Personnellement, j'atteins l'état de flow à l'aide de l'écriture, mais je cherchais un exemple que tout le monde allait comprendre. Tout le monde baise, mais ce n'est pas tout le monde qui écrit.

@Morgane: C'est le même sentiment suscité lorsque tu perds entièrement notion du temps, lorsque tu t'élèves dans la création jusqu'à t'oublier entièrement. Je suis persuadée que ça t'es déjà arrivé, il n'y a là aucun danger, au contraire.

@Life Saveur: Exactement. Déjouer le temps.

Pascal: Oui, moi aussi. J'appelais ça "la transe de la création" avant d'apprendre, flabergastée en cours de psycho, que j'avais rien inventé.

Merci de ta spécification concernant M. Csikszentmihalyi. C'est soit ma prof qui frôle l'incompétence, ou moi qui a mal su noter son discours.

Je préfère la première option.

@mariecookie: Oh. Il y a encore quelqu'un pour te juger. L'autre. Mais bon, ça fait partie de la difficulté.

Morgane a dit...

Ah oui, en ce sens, tu as raison. Je ne donnais pas la même signification à la notion d'abandon. :) C'est effectivement moins dangereux, car circonscrit dans le temps.

Snouck a dit...

La société m'a même apprise à être mal à l'aise de mon intimité.
Me laisser aller? Et s'il voyait ce que je suis vraiment??
Ouh lala
Le flow?
Au milieu de ma trop grande chambre, les colocs sont parties, je met de la musique FORTE , je danse, je saute sur mon lit, je chante, je sue, j'ai 5 ans!

Pinocchio a dit...

Dans le sport, on appelle ça être "dans la zone" ou "dans sa bulle".

Lance Armstrong, lorsque interrogé quant à son état d'esprit lors de ses courses a décrété que rien ne valait les moments auxquels il ne pense à rien, qu'il est absorbé par un unique objectif: la ligne d'arrivée.

Je suis le roi du second-thought et c'est pas comme si j'en étais très fier...

KattyKane a dit...

Ça arrive souvent quand je marche. Comme s'il n'y avait plus rien qui m'entourait. Comme si j'étais seule avec mes réflexions.

Des fois, je ne sais même pas comment j'ai fait pour me rendre du point A au point B.

Je me considère chanceuse d'être encore capable de m'échapper comme ça.
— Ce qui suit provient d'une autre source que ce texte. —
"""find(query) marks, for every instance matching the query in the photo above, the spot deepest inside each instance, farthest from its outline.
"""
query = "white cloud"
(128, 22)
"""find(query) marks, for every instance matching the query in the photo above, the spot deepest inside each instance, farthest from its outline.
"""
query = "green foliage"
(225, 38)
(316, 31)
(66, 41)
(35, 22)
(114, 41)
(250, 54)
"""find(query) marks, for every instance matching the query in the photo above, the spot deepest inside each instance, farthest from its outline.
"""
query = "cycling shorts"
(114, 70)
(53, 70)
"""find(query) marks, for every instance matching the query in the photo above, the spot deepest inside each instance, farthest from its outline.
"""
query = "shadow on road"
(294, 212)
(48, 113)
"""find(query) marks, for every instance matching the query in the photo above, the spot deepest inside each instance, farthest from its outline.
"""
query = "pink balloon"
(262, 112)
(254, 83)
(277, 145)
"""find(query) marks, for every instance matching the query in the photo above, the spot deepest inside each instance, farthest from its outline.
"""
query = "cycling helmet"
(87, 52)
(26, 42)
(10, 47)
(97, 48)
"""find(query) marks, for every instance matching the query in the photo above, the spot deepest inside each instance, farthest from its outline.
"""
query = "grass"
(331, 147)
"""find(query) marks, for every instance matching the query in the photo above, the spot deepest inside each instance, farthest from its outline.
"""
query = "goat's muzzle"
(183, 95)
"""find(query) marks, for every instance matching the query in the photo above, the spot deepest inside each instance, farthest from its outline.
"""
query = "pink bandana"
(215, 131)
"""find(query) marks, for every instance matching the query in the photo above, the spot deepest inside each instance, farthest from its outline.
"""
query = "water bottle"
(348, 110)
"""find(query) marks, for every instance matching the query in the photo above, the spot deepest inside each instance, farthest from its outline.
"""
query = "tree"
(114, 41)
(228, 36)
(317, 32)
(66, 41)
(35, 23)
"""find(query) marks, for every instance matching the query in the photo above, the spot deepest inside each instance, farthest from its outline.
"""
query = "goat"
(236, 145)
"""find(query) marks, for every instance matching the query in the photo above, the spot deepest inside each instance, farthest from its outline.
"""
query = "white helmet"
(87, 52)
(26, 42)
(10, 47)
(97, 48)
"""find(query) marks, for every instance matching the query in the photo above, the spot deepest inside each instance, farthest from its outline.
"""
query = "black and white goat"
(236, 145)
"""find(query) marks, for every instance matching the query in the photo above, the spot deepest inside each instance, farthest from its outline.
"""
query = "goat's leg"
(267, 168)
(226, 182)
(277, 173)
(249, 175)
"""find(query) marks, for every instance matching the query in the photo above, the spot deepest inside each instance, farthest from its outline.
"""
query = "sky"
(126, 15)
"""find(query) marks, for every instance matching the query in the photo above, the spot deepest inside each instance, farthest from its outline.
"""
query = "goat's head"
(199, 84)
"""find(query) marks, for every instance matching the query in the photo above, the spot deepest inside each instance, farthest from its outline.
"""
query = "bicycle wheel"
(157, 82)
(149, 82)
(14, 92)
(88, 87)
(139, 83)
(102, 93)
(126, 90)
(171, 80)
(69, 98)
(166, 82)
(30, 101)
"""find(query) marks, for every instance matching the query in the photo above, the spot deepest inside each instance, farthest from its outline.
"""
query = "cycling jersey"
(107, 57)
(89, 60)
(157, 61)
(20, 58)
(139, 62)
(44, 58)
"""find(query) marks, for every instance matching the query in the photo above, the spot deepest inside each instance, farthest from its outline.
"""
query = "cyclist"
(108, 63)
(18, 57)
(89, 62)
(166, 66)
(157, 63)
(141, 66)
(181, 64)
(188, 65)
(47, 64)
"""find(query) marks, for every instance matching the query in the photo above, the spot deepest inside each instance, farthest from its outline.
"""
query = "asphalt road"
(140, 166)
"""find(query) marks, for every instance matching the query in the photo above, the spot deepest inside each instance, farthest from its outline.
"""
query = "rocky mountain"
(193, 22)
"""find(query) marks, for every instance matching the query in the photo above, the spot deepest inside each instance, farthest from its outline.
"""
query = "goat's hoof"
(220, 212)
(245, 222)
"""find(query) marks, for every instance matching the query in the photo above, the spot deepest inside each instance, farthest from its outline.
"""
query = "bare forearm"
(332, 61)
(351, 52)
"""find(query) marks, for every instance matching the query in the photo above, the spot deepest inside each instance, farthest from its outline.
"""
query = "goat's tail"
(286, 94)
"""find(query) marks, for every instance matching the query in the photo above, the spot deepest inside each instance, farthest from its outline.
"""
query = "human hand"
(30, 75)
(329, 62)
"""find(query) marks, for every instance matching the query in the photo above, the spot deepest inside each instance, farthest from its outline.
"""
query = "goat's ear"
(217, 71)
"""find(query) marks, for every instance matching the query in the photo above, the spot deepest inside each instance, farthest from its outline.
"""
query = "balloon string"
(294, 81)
De la même façon que quand j'étais jeune...

Cacawet a dit...

Un peu insultant... Je pense que t'as compris mon point.
Pis si y pouvait n'avoir plusse des comme toé.

La Shirley a dit...

En dansant dans un club plein de fifis suants et gonflés au gym sur de la musique assez forte pour te peter les tympans et qui te tombe din shorts pitchée par des Dj en feu !!!!! Ça c'est un flow que je connais !

Nayrus a dit...

@Morgane: :)

@Snouck: Voilà, c'est ça aussi, le flow. C'est n'importe quoi qui te fait décoller, qui te fait oublier que t'es une fille dans une chambre qui danse quand ses colocs sont partis.

Prochaine étape, réussir à le faire devant les autres.

@Pinocchio: C'est peut-être simplement que tu ne t'adonnes pas à des activités qui te passionnent réellement?

@Katty: Ah, oui. L'activité physique. Ça m'arrive, au gym. Pas assez souvent à mon goût, mais ça m'arrive.

@Cacawet: Hm. Juste une comme moi. Et viens pas me prouver le contraire, ou je tombe en crise existentielle.

@La Shirley: J'imagine très bien la scène, et ça me rappelle qu'y a rien qui bat les clubs du Village pour lâcher son fou.

Une fille, 350 homos, alright.

Pinocchio a dit...

Et pourtant... Juste pas en faisant n'importe quoi avec n'importe qui à n'importe quel moment. (On s'comprend?)